A lo largo del territorio nacional se pueden localizar diversos epicentros alfareros cuya existencia puede datarse como de los más antiguos del mundo. Algunos con casi cuatro mil años de existencia, otros más recientes que pueden ser los que heredaron los actuales asentamientos en Oaxaca, Puebla, Tlaxcala, y otros sitios mesoamericanos del centro de México.

Oaxaca –siempre Oaxaca- es una de las entidades con mayor diversidad alfarera. Barro negro, rojo y verde manejados con excepcional maestría. Los utensilios de cocina son singularmente buenos, atractivos en lo estético y adecuados en lo funcional. Independientemente del color, el barro siempre está hecho de arena, lodo, agua, y fuego. Con conocimientos artesanales ancestrales, la fórmula está resguardada por los alfareros cuya principal competencia es por la elaboración de un utensilio más resistente al fuego y al frío, que cocine mejor los frijoles, que resista mucho mejor la cocción diaria de tortillas.

Conscientes de su importancia social pero desprendidos de las virtudes materiales de un oficio que conecta con la génesis de la humanidad misma, los artesanos combinan los ingredientes y cuecen a fuego vivo las piezas de barro para obtener un utensilio que pueda obtener capacidades de refracción cuando se le someta a calor o frío intensos. 

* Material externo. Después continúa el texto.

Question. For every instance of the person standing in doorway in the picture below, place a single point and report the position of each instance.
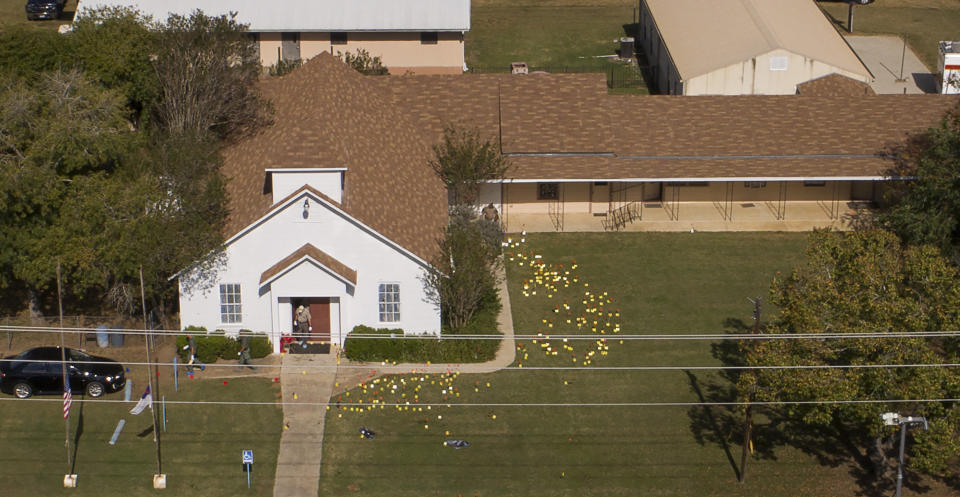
(303, 324)
(245, 352)
(191, 348)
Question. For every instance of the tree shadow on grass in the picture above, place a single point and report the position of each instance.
(775, 428)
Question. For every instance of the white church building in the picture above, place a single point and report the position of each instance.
(334, 207)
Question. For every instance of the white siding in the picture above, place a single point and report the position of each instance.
(328, 183)
(315, 15)
(267, 307)
(754, 76)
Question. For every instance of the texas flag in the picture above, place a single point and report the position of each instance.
(145, 400)
(67, 401)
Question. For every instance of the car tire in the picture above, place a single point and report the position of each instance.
(95, 389)
(22, 390)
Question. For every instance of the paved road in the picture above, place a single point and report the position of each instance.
(882, 55)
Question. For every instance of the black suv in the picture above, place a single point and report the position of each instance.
(44, 9)
(39, 370)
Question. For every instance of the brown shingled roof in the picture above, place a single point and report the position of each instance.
(834, 85)
(566, 114)
(381, 129)
(316, 254)
(328, 115)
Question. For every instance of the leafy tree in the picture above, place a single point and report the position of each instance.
(856, 283)
(461, 277)
(113, 46)
(464, 161)
(52, 134)
(926, 210)
(207, 69)
(364, 63)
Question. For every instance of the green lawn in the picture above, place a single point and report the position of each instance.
(925, 22)
(550, 35)
(201, 447)
(661, 283)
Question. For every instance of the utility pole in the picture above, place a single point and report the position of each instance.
(894, 419)
(63, 369)
(850, 16)
(147, 338)
(748, 410)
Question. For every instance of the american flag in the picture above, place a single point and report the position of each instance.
(67, 400)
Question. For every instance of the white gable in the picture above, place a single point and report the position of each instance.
(329, 182)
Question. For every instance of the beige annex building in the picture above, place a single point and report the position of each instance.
(416, 36)
(742, 47)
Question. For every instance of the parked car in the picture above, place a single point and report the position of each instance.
(44, 9)
(39, 370)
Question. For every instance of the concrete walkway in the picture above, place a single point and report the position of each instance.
(301, 446)
(298, 463)
(883, 56)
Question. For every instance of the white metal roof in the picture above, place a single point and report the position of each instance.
(703, 36)
(314, 15)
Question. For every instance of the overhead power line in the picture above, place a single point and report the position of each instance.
(539, 336)
(421, 368)
(500, 404)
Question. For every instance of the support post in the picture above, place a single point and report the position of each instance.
(903, 439)
(850, 16)
(63, 370)
(150, 380)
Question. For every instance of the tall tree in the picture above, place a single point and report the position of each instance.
(861, 282)
(52, 134)
(926, 209)
(464, 161)
(207, 69)
(461, 278)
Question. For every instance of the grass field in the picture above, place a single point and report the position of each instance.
(12, 14)
(925, 22)
(201, 447)
(554, 36)
(661, 283)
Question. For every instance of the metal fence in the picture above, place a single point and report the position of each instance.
(618, 75)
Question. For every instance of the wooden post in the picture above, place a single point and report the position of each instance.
(63, 370)
(748, 413)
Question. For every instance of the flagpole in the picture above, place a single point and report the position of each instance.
(63, 370)
(150, 373)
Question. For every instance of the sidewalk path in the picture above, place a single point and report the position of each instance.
(301, 446)
(298, 463)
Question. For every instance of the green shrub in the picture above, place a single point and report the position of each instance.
(443, 349)
(215, 345)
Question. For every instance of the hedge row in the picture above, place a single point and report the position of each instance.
(213, 346)
(439, 350)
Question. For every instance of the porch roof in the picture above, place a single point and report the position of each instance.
(318, 256)
(528, 168)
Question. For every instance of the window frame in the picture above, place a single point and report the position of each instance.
(544, 191)
(389, 314)
(231, 312)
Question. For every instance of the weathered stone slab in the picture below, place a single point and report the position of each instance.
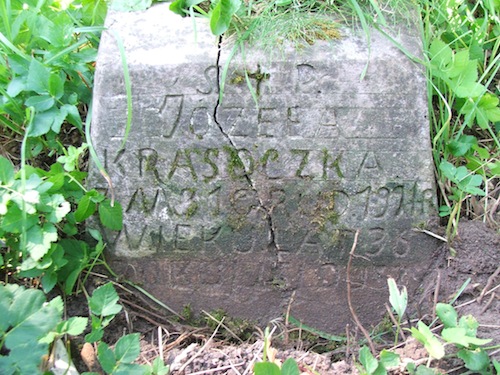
(238, 206)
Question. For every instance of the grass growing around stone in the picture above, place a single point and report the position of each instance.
(47, 55)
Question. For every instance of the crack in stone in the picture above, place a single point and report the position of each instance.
(272, 245)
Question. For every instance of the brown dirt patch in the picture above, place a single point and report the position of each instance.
(210, 350)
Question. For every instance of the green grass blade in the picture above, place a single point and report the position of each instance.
(93, 154)
(128, 87)
(364, 25)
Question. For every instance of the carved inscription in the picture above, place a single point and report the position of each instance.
(311, 171)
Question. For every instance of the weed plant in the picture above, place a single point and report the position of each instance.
(47, 53)
(462, 41)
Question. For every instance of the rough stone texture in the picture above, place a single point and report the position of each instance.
(241, 207)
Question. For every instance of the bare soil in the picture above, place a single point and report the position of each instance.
(207, 347)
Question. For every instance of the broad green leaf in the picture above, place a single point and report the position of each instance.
(111, 217)
(73, 326)
(40, 102)
(368, 361)
(475, 360)
(222, 15)
(447, 314)
(49, 280)
(433, 346)
(6, 172)
(106, 357)
(128, 348)
(458, 335)
(389, 359)
(86, 208)
(290, 367)
(42, 122)
(104, 301)
(13, 220)
(266, 368)
(441, 54)
(34, 325)
(72, 115)
(56, 207)
(59, 117)
(16, 86)
(496, 364)
(56, 86)
(397, 299)
(40, 240)
(38, 77)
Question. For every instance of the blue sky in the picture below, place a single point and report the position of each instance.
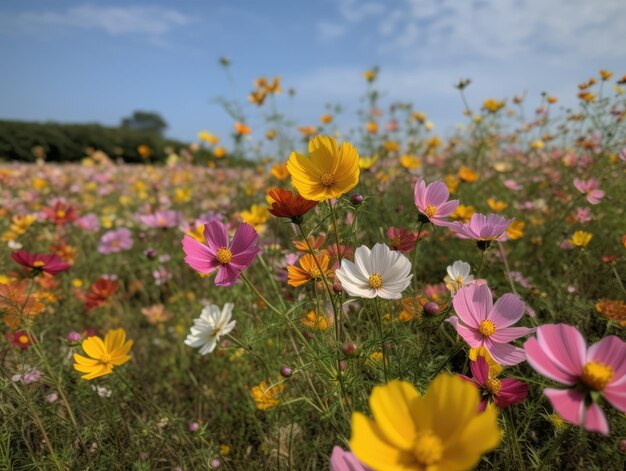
(78, 61)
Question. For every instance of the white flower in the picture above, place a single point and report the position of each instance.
(383, 273)
(458, 276)
(209, 327)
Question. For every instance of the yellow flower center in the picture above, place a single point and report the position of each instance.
(327, 179)
(427, 448)
(375, 281)
(487, 328)
(493, 385)
(597, 375)
(224, 255)
(430, 211)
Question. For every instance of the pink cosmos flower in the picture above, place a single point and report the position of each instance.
(229, 258)
(503, 392)
(559, 352)
(591, 188)
(49, 263)
(115, 241)
(161, 219)
(432, 202)
(484, 324)
(483, 228)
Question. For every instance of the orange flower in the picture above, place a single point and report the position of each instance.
(286, 204)
(308, 269)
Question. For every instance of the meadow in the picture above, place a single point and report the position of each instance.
(326, 301)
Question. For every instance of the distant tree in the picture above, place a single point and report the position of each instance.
(145, 121)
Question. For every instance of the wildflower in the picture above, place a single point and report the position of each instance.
(308, 269)
(212, 324)
(380, 272)
(458, 276)
(230, 259)
(581, 239)
(48, 263)
(590, 188)
(266, 396)
(503, 392)
(289, 205)
(115, 241)
(559, 352)
(434, 431)
(484, 324)
(330, 172)
(432, 202)
(103, 355)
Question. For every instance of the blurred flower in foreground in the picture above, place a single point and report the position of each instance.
(436, 431)
(103, 355)
(559, 352)
(212, 324)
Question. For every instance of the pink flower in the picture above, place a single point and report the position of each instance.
(115, 241)
(38, 262)
(484, 324)
(229, 258)
(591, 188)
(483, 228)
(161, 219)
(432, 202)
(504, 392)
(560, 353)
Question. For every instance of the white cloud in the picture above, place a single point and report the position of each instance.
(147, 20)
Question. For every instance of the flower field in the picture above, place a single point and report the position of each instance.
(380, 297)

Fuego, agua, tierra y aire son los elementos que dan forma a la vida. De esos está hecho también el barro. Los cuerpos vivos tienen una capacidad de expandirse o contraerse dependiendo del medio que habiten, la temperatura que los rodee y la función que tengan en un sitio específico. Así también funciona el barro. Expandiéndose al calor del fogón para cocinar frijoles y contrayéndose al retirarlo inmediatamente para someterlo al frío gélido de las montañas oaxaqueñas. 

Como los músculos de las mujeres que echan diario tortillas, como los huesos de los hombres que se someten a 12 horas de jornada en la milpa, como los niños que soportan con sandalias y camisas de manta los vientos helados de cualquier sierra mexicana, el interior del barro también tiene memoria. Es capaz de moldearse al calor del trabajo –como los campesinos y su yunta-, modifica su interior para adaptarse a su medio y se vence sólo con el paso del tiempo, cuando la contracción y dilatación excedió su capacidad de vida, cuando las horas de ardua labor vencieron su cansada esencia.

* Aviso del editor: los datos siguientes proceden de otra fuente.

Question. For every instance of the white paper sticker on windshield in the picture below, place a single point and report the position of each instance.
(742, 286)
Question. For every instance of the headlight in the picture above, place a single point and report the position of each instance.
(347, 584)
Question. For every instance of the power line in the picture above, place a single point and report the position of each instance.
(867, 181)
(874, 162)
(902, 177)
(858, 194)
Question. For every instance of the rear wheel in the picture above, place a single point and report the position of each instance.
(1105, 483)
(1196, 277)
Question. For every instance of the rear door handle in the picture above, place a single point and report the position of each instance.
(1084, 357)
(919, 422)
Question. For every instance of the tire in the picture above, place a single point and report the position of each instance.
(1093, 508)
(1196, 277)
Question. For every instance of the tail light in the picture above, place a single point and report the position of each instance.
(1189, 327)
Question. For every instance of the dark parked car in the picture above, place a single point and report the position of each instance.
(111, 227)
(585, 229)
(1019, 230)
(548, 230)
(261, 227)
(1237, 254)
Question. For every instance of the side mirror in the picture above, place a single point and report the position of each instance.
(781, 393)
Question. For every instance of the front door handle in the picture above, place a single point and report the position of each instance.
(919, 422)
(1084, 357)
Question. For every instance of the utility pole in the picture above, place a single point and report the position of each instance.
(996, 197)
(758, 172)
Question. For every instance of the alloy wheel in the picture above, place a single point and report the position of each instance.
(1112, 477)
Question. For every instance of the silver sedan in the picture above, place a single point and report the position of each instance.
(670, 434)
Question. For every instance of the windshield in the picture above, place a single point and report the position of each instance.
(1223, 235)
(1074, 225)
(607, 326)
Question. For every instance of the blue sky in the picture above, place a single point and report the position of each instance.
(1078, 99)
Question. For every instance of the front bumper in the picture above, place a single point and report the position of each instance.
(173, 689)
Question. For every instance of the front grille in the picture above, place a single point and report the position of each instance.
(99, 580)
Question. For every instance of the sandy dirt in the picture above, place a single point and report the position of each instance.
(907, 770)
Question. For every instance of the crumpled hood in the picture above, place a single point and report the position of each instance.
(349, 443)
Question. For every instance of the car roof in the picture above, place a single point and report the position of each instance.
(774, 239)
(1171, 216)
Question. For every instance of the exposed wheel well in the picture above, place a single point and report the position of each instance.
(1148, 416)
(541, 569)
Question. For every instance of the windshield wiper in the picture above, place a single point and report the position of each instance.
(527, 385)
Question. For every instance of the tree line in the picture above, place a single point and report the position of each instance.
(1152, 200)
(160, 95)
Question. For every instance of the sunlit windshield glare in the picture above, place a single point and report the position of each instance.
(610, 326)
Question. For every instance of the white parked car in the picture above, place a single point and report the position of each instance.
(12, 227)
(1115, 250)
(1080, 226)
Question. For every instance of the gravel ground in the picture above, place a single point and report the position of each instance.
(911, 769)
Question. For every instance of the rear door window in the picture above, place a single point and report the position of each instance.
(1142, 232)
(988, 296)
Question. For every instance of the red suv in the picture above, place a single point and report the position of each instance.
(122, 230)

El tiempo, para una vasija, cazuela, olla, o comal, no pasa en vano. Cada contacto con el fuego o el frío deja cicatrices difíciles de olvidar, manchas en su superficie que recuerdan el motivo de su existencia, pequeñas hendiduras que contienen la sabiduría engendrada entre el que cocina y su utensilio. Por eso el día a día del barro jamás es igual, para el ser humano tampoco. En la mañana un cocinero puede despertar con ánimo y deseos de vida, y por la tarde contraer un catarro que lo deja incapacitado por varios días. En la mañana el barro podría parecer igual de resistente que siempre y después de enfriar el nixtamal en su interior podría despostillarse de alguna orilla por el contacto con una cuchara o el frío mal dirigido.

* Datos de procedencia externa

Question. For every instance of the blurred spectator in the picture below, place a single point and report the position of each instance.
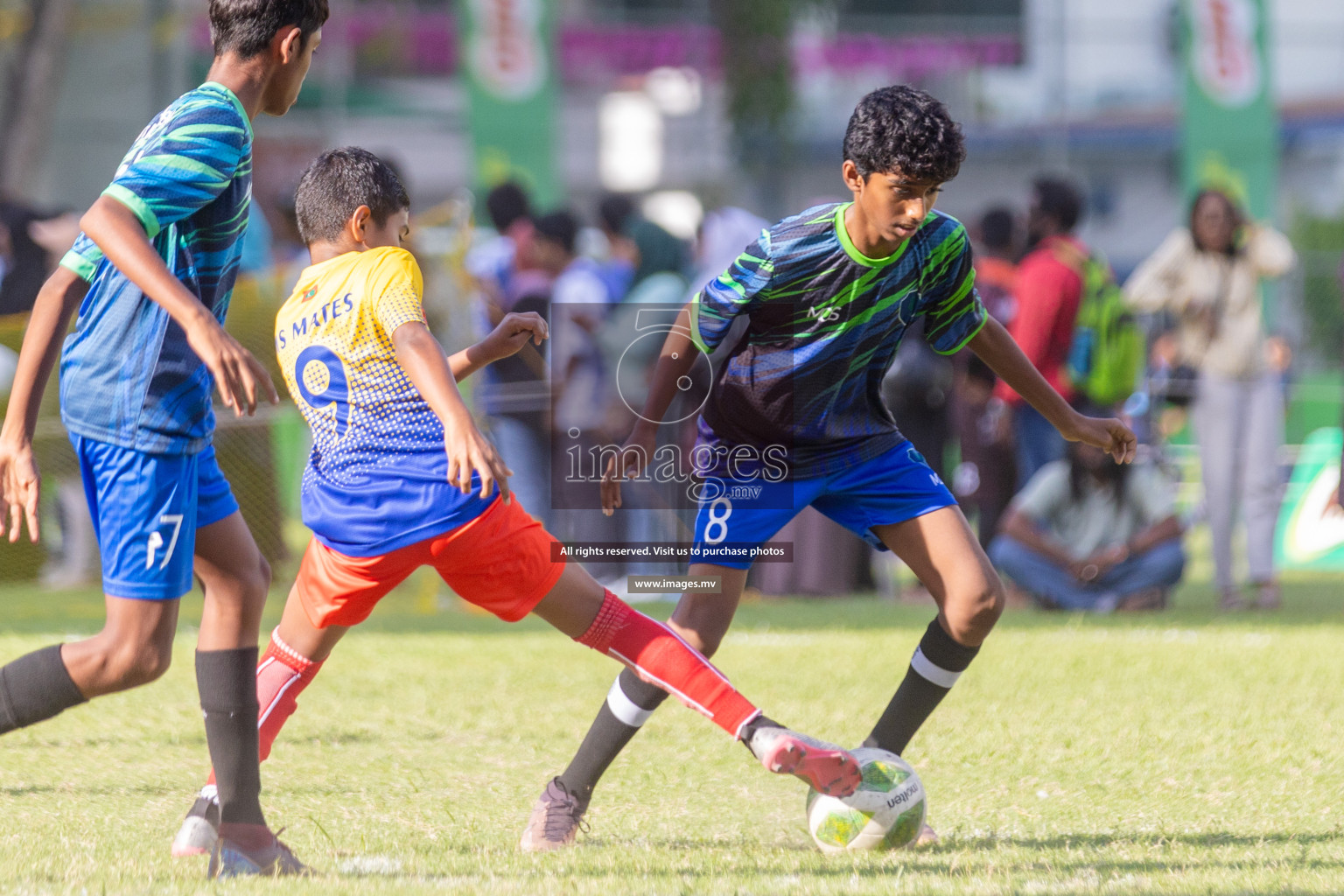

Si los cocineros tienen la capacidad de potencializar el sabor de diversos alimentos, el barro puede ser un fiel aliado en la faena por conseguirlo. Si el ser humano tiene como único destino seguro la muerte, el barro tiene como único destino la ruptura por un uso constante. Pero exactamente igual que con el humano, lo importante del barro no es la forma de su muerte sino los cómos de su existencia: sus triunfos, fracasos, intentos, promesas cumplidas y rotas, cocciones logradas y detalladas, sonrisas por haber levantado una tortilla de su superficie, o una mueca por haber roto una pieza que se consiguió con tanto ahínco. 

En palabras de Eric Mindling, ceramista estadounidense e investigador de la alfarería oaxaqueña, la muerte de un ser humano provoca luto, lamentos y tristezas. La ruptura de la primer pieza de barro conseguida de manos artesanas experimentadas provoca lo mismo. La diferencia viene cuando se sostiene entre las manos la segunda pieza que sustituye a la primera. El humano es irrepetible, el barro también. El barro tiene un propósito definido, la tarea del humano durante su vida es encontrar el suyo. Sí el barro vive, el humano también. Inseparables aliados de una búsqueda interminable. El hombre construye al barro, luego el barro ayuda a construirse al hombre. Principio y fin, en el universo no hay errores.